The Los Angeles Times laid off another round of employees yesterday, including several of the newspaper’s veteran reporters.
Nancy Sullivan, a spokeswoman for the newspaper, said there were a small number of layoffs because of the economic downturn. “As we continue to evolve our business and react to the difficult economic environment, we are downsizing in some areas and adding resources in others,” she said in a statement.
The L.A. Times' parent company, Tribune Co., is currently going through bankruptcy protection. The newspaper has experienced multiple rounds of cuts in recent years, including a massive layoff of 250 people in 2008. Since April 2007, the number of news staffers has dropped from about 940 to 600 today, according to the Huffington Post.
A source told Reuters that about 15 people were let go this week, but that some of them left voluntary. Editor Russ Stanton and president Kathy Thomson “had a number they had to meet,” and when word got out that they were in talks with senior executives to decide whom to cut, some staffers offered to leave. Others were called in later and told to pack their desks.
Tim Rutten, a former reporter and editor turned op-ed contributor, was let go after nearly 40 years at the paper. Other longtime employees laid off include NBA writer Mark Heisler, sports columnist Jerry Crowe, assistant business editor Sharon Bernstein, and assistant travel editor Jane Engle. Blog editor Tony Pierce and Web producer Kelsey Ramos Conroy also lost their jobs.
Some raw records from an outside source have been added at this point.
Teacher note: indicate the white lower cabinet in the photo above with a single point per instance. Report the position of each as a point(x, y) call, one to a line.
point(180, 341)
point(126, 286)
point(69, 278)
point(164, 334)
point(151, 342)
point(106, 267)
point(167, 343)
Metro editor Ashley Dunn attempted to boost morale in a memo to the staff, writing, “To those who are understandably feeling a bit down, I say: We don’t get our asses whipped, we whip asses. We don’t get ulcers, we give ulcers.” He advised the remaining employees, “Swig that Mountain Dew, suck deeply on that Marlboro Ultralight, tell your editor to move that fucking story.”